This is something I've been pondering for some time now. What, precisely, is hardcore gaming? Most particularly, I observe that it first became a major "Issue" when Microsoft used the term "Hardcore" to describe he Xbox Live userbase at an E3 several years ago.
At this point, I've come to the conclusion that this fanbase was not actually a hardcore group. They were a bunch of casual gamers who just played the same game (or two) a lot.
Basically, a hardcore gamer is someone who plays all kinds of games. RPGs, First Person Shooters, Plaformers, Action/Adventure, Strategy, Fighting, etc. The way Microsoft defined this "Hardcore" userbasee is inaccurate (if you ask me, anyway), as this userbase primarily just plays shooters, and not much else. This, mixed with he aging demographic of gamers, led to "hardcore" games being boiled down to gory shooters, and very little else.
So yes, casual party games may spell the end for gory shooters.
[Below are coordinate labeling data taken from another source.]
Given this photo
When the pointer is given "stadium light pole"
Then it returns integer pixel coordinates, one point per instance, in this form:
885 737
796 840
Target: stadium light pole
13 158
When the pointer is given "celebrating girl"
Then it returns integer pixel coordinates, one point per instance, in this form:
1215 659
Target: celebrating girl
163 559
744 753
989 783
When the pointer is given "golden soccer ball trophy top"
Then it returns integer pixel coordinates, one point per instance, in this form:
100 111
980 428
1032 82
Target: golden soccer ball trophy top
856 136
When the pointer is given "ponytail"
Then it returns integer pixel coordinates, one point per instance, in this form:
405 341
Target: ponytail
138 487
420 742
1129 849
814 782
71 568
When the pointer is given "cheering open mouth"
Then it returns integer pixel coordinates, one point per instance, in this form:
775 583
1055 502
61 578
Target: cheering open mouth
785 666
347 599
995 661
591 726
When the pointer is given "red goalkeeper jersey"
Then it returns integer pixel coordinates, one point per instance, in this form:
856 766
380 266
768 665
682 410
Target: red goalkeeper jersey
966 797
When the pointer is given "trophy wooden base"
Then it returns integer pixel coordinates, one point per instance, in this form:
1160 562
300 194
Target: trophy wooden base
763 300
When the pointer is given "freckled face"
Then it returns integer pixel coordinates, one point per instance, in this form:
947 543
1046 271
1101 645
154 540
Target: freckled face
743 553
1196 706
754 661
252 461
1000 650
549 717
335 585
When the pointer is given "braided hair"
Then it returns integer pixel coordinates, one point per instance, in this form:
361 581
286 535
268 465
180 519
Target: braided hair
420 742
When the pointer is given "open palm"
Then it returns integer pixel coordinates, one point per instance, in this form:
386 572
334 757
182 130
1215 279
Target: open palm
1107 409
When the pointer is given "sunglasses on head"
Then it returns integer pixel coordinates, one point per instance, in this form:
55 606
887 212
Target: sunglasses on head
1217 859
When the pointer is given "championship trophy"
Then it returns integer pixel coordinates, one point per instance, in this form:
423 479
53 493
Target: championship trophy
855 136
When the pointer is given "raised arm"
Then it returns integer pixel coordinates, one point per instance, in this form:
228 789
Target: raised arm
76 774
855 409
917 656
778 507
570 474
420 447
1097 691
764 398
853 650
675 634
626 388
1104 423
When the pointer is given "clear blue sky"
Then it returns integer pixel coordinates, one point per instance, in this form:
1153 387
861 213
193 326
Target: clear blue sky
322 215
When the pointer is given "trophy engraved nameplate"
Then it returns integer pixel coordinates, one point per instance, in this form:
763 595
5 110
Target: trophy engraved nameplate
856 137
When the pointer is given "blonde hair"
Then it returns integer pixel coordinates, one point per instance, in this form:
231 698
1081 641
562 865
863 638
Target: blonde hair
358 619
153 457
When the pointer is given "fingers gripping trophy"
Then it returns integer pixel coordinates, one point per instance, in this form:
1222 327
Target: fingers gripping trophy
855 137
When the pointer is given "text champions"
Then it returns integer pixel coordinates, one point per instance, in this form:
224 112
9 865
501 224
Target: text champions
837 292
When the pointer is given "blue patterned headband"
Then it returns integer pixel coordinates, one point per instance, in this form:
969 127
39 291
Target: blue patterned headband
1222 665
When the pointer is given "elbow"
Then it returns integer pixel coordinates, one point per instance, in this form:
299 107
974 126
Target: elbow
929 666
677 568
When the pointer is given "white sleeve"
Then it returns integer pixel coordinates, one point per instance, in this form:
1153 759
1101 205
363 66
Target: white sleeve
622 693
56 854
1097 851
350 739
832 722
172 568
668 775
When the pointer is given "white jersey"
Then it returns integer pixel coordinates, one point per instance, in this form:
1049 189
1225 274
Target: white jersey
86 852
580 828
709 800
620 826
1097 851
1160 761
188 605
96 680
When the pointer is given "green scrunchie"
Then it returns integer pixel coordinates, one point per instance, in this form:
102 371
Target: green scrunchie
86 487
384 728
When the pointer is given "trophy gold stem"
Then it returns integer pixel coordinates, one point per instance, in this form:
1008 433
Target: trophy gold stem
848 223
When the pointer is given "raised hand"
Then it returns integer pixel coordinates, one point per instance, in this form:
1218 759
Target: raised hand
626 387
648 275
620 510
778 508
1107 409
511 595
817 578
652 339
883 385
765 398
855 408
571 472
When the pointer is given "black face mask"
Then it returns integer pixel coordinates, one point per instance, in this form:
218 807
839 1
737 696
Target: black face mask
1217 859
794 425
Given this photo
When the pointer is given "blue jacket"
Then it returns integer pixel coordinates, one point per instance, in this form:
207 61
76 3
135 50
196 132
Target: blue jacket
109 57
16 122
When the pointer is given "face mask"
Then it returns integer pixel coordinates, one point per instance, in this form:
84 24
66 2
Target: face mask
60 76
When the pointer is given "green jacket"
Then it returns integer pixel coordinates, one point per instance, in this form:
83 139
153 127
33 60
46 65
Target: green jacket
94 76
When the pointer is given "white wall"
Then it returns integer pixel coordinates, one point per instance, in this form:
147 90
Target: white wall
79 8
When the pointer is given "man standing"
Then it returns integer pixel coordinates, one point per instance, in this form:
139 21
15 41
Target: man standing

But that's because casual games have a certain attraction, particularly for people like me. I used to be really into gaming, but now adays, I almost never pick up a controller without someone else being around. Part of it is a genuine lack of interest in playing most console games (because "Hardcore" became that gory first person shooter, instead of any good game with depth to it), and most of it is having a god damned life. Once you have other things to do (such has hanging out with friends and table topping, playing guitar, working, classes, etc.) gaming becomes a more boring form of entrainment. Almost all of the games directed at the "Hardcore" crowd are first person shooters that all play the same, and eventually it becomes a matter of simply ignoring such things.
The only truly satisfying game that I've experienced in a long time is Rock Band 2. It's got that difficulty, but it's also great for pick up and play by yourself and with friends. My personal opinion is that game developers need to stop trying to separate "Hardcore" from casual, because the results of interleaving the two can be pretty damn good.